Pistachio pesto: add basil, pistachios, garlic cloves, and salt to a food processor or blender. Pulse to combine.
When things are chopped well, start slowly adding your olive oil while the processor/blender is running on low. This starts to form an emulsion and gives you the consistency you would want.
When the pesto is smooth and has a thickened consistency, remove it from the processor/blender to a bowl add parmesan cheese, and stir.
Taste the fully combined pesto and add any additional salt and pepper that you think it might need. Store in the fridge for a few days.
Sandwich assembly: break the ball of burrata in half over a medium-sized bowl and put all the interior cheese and liquid into the bowl. The strands of cheese inside of a burrata are called stracciatella. Note: If you are using mozzarella instead of burrata, slice 2 or 3 slices per sandwich.
Toast both sides of the sandwich bun if desired. Spread pesto on the bottom roll.

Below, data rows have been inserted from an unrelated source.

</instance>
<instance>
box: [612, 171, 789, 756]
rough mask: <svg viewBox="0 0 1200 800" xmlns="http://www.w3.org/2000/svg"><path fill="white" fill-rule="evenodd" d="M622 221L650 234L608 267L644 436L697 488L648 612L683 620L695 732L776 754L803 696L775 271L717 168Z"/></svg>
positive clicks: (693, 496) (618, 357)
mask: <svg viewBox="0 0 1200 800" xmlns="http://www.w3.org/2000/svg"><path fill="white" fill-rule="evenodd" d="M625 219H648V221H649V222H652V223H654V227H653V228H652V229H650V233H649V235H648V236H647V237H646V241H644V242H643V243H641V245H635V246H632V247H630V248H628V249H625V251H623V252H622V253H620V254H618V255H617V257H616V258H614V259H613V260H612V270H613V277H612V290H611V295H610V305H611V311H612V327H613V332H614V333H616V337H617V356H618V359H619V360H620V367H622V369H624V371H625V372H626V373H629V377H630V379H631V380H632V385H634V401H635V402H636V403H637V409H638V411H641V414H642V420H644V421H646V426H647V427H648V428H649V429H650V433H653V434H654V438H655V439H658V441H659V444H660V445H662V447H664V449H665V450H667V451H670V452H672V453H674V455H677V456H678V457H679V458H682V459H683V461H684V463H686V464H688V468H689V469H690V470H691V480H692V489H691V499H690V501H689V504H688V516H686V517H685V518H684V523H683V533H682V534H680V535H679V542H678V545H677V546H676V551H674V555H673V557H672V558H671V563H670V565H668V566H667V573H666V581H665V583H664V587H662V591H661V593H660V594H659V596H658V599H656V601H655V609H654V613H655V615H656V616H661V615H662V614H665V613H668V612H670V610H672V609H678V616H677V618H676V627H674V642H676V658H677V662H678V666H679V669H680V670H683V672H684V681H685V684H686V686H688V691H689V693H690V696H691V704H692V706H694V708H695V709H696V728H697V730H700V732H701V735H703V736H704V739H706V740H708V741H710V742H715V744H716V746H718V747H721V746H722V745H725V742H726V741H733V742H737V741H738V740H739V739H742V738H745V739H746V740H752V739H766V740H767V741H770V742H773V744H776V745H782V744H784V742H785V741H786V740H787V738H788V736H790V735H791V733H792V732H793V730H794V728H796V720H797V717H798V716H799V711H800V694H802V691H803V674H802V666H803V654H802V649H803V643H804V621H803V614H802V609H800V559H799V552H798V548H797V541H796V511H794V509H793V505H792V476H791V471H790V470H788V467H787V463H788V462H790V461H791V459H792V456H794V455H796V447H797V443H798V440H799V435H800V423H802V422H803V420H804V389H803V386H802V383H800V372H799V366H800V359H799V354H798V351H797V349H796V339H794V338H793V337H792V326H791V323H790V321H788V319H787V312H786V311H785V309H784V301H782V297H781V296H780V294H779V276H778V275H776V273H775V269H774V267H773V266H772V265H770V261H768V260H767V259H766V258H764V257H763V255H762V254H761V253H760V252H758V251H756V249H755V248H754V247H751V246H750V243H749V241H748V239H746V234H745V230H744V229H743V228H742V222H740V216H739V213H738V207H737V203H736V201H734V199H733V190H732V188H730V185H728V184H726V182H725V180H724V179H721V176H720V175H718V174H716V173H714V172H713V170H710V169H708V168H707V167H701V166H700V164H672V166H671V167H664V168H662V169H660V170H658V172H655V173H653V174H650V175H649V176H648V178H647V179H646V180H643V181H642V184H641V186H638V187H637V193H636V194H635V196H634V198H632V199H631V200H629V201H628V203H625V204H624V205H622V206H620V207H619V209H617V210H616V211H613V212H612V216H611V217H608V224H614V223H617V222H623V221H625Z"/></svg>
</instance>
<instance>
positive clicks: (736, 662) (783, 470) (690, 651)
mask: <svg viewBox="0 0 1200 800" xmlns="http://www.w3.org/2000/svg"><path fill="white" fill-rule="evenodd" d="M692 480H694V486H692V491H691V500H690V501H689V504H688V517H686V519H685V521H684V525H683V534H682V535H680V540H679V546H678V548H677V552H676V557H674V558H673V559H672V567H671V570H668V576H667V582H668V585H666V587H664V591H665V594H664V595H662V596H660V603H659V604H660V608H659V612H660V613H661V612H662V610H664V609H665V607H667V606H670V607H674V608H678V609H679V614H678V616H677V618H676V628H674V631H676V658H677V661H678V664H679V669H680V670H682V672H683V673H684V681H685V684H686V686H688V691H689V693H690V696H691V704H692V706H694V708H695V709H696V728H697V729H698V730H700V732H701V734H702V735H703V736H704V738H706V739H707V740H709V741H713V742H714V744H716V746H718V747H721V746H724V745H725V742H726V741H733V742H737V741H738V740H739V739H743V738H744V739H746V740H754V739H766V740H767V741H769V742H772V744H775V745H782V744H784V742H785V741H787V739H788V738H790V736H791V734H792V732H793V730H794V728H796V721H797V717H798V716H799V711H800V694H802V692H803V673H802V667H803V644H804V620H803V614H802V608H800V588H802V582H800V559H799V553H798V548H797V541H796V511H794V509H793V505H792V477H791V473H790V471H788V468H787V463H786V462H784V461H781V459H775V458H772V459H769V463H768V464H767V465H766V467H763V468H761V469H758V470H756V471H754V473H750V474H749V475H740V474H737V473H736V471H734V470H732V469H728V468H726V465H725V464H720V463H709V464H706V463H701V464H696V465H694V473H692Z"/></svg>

Top the pesto with strings of stracciatella or mozzarella slices and then sprinkle a tablespoon or two of chopped pistachios on top.
Layer Mortadella slices on top of the cheese. Try to fold each slice over instead of just laying them on top of each other. This creates a bit of a thicker layer of meat for each bite. Sprinkle more chopped pistachios if you want at this point and then place the top of the bun to close the sandwich.